The crime and place literature lacks a standard methodology for measuring and reporting crime concentration. We suggest that crime concentration be reported with the Lorenz curve and summarized with the Gini coefficient, and we propose generalized versions of the Lorenz curve and the Gini coefficient to correct for bias when crime data are sparse (i.e., fewer crimes than places).

Methods

The proposed generalizations are based on the principle that the observed crime concentration should not be compared with perfect equality, but with maximal equality given the data. The generalizations asymptotically approach the original Lorenz curve and the original Gini coefficient as the number of crimes approaches the number of spatial units.

Results

Using geocoded crime data on two types of crime in the city of The Hague, we show the differences between the original Lorenz curve and Gini coefficient and the generalized versions.
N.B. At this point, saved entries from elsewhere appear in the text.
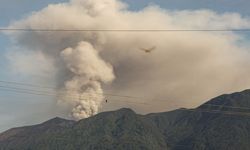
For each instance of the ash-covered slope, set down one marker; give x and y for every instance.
(222, 123)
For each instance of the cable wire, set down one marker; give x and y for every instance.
(123, 30)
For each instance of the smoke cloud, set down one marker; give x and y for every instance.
(185, 69)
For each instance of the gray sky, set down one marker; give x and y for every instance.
(30, 109)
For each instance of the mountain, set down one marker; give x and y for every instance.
(223, 123)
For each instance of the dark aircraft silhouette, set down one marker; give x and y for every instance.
(148, 50)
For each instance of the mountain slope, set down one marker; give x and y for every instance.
(222, 123)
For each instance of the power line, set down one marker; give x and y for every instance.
(18, 90)
(144, 103)
(191, 110)
(123, 30)
(56, 93)
(53, 88)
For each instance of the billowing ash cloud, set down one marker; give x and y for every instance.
(185, 68)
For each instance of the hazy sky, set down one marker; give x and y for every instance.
(30, 109)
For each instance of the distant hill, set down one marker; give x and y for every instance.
(222, 123)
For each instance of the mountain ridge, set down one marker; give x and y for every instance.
(181, 129)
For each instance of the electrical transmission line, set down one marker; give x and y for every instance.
(123, 30)
(47, 93)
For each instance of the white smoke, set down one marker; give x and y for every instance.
(185, 68)
(89, 72)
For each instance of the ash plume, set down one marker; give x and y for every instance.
(185, 67)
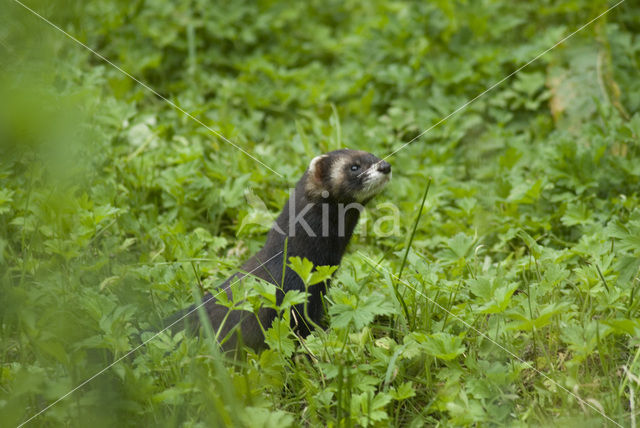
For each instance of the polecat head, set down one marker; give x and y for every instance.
(346, 176)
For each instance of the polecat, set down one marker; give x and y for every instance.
(317, 222)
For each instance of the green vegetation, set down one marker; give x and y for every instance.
(115, 209)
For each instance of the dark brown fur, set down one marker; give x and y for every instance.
(331, 181)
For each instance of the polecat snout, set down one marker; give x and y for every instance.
(316, 222)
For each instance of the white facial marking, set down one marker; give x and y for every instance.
(373, 183)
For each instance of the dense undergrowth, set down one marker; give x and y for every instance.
(520, 290)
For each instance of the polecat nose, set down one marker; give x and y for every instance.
(384, 167)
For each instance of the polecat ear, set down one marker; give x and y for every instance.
(317, 168)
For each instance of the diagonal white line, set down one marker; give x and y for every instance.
(406, 284)
(147, 87)
(490, 88)
(141, 345)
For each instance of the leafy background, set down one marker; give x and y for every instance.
(113, 207)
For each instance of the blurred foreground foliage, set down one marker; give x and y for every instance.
(113, 205)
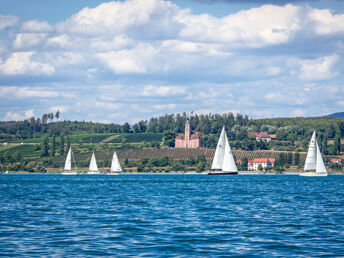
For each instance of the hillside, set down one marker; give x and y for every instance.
(337, 115)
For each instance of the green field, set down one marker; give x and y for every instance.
(26, 150)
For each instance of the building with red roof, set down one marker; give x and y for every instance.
(254, 164)
(338, 161)
(263, 136)
(188, 140)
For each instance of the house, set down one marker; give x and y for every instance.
(338, 161)
(263, 136)
(188, 140)
(254, 164)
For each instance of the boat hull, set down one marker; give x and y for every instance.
(69, 173)
(312, 174)
(222, 173)
(93, 173)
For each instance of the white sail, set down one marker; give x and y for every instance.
(320, 166)
(312, 154)
(115, 165)
(220, 151)
(68, 163)
(228, 161)
(93, 164)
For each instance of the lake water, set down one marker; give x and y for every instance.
(171, 215)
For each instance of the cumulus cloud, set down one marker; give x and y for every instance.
(20, 63)
(26, 92)
(36, 26)
(163, 91)
(8, 21)
(13, 116)
(141, 50)
(322, 68)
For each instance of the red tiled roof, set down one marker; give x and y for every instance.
(263, 135)
(261, 160)
(339, 160)
(180, 137)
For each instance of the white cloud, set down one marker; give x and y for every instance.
(322, 68)
(28, 40)
(26, 92)
(62, 109)
(8, 21)
(13, 116)
(250, 27)
(326, 22)
(298, 112)
(37, 26)
(163, 91)
(20, 63)
(165, 107)
(108, 105)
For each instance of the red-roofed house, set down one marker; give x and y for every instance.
(338, 161)
(188, 140)
(253, 164)
(263, 136)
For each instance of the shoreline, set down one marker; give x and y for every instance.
(172, 173)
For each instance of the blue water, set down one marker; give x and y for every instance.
(171, 215)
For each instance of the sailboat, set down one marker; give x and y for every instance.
(314, 160)
(68, 165)
(93, 169)
(223, 162)
(115, 165)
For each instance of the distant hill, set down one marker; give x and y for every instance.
(337, 115)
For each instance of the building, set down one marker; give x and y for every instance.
(263, 136)
(338, 161)
(254, 164)
(188, 140)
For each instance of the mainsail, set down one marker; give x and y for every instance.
(312, 154)
(115, 165)
(320, 166)
(68, 163)
(314, 160)
(93, 164)
(223, 158)
(228, 161)
(220, 151)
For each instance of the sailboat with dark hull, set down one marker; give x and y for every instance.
(68, 165)
(314, 165)
(115, 165)
(223, 162)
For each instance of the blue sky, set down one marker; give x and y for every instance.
(117, 61)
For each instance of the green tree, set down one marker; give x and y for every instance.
(53, 145)
(244, 164)
(296, 158)
(68, 143)
(125, 128)
(61, 144)
(17, 156)
(336, 145)
(45, 147)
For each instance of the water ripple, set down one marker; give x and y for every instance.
(171, 215)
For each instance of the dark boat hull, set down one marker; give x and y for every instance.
(222, 173)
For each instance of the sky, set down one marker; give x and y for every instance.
(124, 61)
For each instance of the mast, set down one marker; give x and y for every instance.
(93, 164)
(320, 166)
(68, 163)
(228, 161)
(115, 165)
(312, 154)
(220, 151)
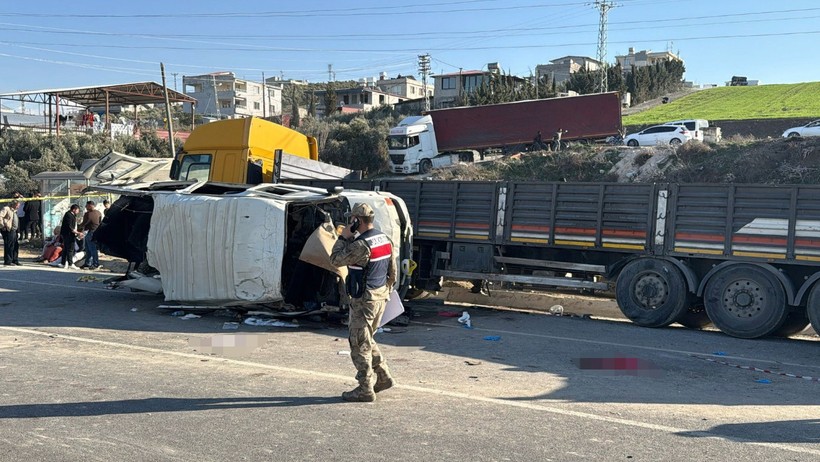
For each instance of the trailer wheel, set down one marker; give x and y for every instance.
(813, 308)
(695, 317)
(795, 323)
(425, 166)
(651, 293)
(746, 301)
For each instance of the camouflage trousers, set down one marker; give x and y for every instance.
(365, 316)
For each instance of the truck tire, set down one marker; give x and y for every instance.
(695, 317)
(813, 308)
(746, 301)
(651, 292)
(425, 166)
(796, 322)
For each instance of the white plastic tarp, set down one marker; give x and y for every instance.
(218, 249)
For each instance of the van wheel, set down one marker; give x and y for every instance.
(651, 292)
(746, 301)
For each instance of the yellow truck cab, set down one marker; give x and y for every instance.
(240, 151)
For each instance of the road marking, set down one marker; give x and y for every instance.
(615, 344)
(433, 391)
(506, 332)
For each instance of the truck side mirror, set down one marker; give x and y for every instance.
(175, 169)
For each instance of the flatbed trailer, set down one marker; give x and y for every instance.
(745, 257)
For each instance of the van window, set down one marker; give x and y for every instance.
(195, 167)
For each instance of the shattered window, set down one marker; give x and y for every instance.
(195, 167)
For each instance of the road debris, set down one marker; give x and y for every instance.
(269, 323)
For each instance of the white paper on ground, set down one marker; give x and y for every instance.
(393, 309)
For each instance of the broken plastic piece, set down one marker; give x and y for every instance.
(269, 323)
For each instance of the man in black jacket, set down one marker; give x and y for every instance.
(32, 209)
(69, 233)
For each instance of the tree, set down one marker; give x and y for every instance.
(330, 99)
(293, 99)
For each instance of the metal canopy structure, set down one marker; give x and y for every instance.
(124, 94)
(120, 94)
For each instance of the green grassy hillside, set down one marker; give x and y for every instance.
(801, 100)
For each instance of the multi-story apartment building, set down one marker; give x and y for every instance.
(406, 87)
(561, 69)
(222, 95)
(644, 58)
(451, 89)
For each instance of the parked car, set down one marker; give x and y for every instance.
(810, 129)
(659, 134)
(696, 126)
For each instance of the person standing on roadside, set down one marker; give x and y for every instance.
(9, 225)
(91, 221)
(368, 255)
(69, 233)
(33, 208)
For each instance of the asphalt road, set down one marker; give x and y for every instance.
(88, 373)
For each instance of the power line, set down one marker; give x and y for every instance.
(414, 9)
(603, 6)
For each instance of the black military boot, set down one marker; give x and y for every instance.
(360, 394)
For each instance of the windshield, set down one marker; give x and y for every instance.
(397, 142)
(195, 167)
(402, 142)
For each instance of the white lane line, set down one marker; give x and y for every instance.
(619, 345)
(432, 391)
(523, 334)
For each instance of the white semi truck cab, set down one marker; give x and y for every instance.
(412, 145)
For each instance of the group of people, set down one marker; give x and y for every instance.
(539, 144)
(67, 239)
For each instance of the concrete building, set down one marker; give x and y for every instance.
(561, 69)
(451, 88)
(362, 98)
(644, 58)
(221, 95)
(406, 87)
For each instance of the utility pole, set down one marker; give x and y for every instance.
(603, 6)
(424, 69)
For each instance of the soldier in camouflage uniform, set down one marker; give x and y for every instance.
(368, 254)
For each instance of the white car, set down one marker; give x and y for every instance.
(659, 134)
(810, 129)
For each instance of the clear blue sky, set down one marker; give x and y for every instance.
(54, 44)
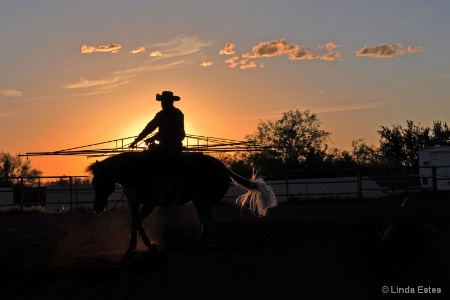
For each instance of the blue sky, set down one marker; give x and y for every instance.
(78, 72)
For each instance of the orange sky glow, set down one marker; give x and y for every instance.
(80, 75)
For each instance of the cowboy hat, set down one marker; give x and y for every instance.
(167, 95)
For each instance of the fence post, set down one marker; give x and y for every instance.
(359, 179)
(434, 180)
(70, 192)
(22, 193)
(287, 185)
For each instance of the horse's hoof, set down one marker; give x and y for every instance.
(153, 247)
(129, 252)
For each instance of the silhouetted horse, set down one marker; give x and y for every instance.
(410, 247)
(148, 182)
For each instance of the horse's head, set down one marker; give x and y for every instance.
(103, 187)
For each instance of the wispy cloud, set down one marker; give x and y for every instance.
(157, 53)
(387, 50)
(85, 83)
(101, 86)
(138, 50)
(7, 113)
(206, 64)
(354, 106)
(279, 47)
(228, 49)
(11, 93)
(113, 48)
(183, 45)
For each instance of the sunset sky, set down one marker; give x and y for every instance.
(74, 73)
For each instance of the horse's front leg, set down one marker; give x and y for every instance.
(204, 215)
(146, 209)
(134, 209)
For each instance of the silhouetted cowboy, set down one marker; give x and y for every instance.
(170, 124)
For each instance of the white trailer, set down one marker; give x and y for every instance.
(438, 157)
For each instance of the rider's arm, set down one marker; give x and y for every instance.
(151, 126)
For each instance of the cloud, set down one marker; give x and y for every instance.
(157, 53)
(228, 50)
(280, 47)
(387, 50)
(84, 83)
(414, 49)
(11, 93)
(183, 45)
(355, 106)
(137, 50)
(113, 48)
(206, 64)
(8, 113)
(332, 53)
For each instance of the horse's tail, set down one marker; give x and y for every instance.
(259, 196)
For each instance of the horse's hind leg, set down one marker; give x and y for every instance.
(146, 209)
(204, 214)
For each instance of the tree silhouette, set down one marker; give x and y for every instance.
(401, 145)
(13, 166)
(295, 139)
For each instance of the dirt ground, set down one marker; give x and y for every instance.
(307, 250)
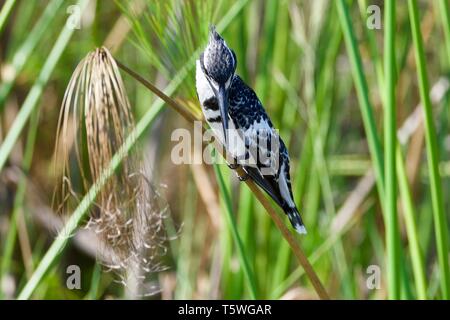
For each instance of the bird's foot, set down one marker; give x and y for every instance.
(233, 166)
(243, 177)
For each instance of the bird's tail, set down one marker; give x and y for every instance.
(295, 219)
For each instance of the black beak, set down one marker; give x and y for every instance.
(222, 97)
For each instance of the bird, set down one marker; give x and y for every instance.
(239, 121)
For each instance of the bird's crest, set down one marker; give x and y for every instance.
(219, 61)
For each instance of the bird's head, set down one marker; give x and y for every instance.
(218, 63)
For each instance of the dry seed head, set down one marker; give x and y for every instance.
(127, 216)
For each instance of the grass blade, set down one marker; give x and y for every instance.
(231, 222)
(4, 13)
(36, 91)
(363, 96)
(392, 234)
(440, 223)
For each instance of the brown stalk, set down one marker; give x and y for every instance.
(295, 247)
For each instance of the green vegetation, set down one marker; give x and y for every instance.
(365, 114)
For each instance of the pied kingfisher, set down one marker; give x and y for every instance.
(240, 123)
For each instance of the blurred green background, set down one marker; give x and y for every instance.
(340, 92)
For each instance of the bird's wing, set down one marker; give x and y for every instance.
(267, 184)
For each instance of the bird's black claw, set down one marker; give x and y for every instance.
(233, 166)
(243, 177)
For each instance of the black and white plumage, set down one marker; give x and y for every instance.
(241, 124)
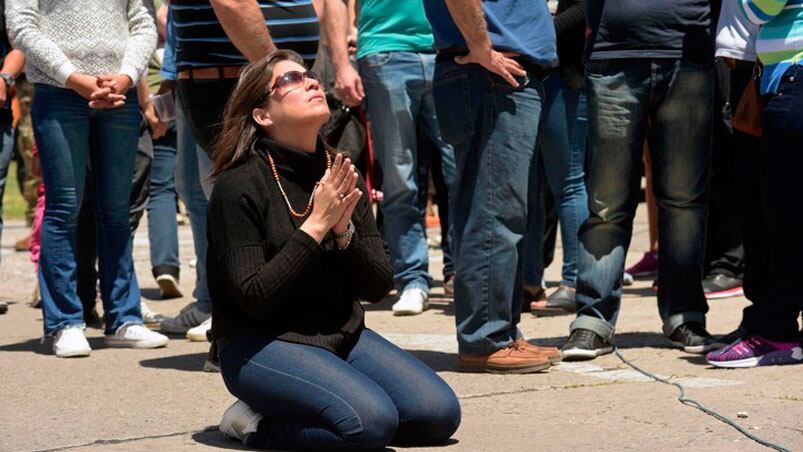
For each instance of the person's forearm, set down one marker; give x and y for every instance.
(13, 63)
(470, 19)
(336, 28)
(244, 24)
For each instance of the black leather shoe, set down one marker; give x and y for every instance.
(692, 337)
(585, 344)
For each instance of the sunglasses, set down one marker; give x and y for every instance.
(293, 80)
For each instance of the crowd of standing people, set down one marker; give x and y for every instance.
(278, 124)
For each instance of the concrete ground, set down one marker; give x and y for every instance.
(160, 400)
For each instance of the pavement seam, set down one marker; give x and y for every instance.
(107, 442)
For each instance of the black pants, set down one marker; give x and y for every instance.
(203, 102)
(782, 190)
(86, 245)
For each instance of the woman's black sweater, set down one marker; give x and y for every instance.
(270, 279)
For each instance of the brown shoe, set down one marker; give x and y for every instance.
(512, 359)
(552, 353)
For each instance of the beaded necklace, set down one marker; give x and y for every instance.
(307, 209)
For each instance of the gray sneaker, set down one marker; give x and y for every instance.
(189, 317)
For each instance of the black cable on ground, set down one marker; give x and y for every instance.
(695, 404)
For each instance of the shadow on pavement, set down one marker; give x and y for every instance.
(192, 362)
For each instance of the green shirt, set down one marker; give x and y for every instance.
(392, 25)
We demonstrate that the generalizations provide a better representation of crime concentration in situations of sparse crime data, and that they improve comparisons of crime concentration if they are sparse.

Conclusions

Researchers are advised to use the generalized versions of the Lorenz curve and the Gini coefficient when reporting and summarizing crime concentration at places. When places outnumber crimes, the generalized versions better represent the underlying processes of crime concentration than the original versions. The generalized Lorenz curve, the Gini coefficient and its variance are easy to compute.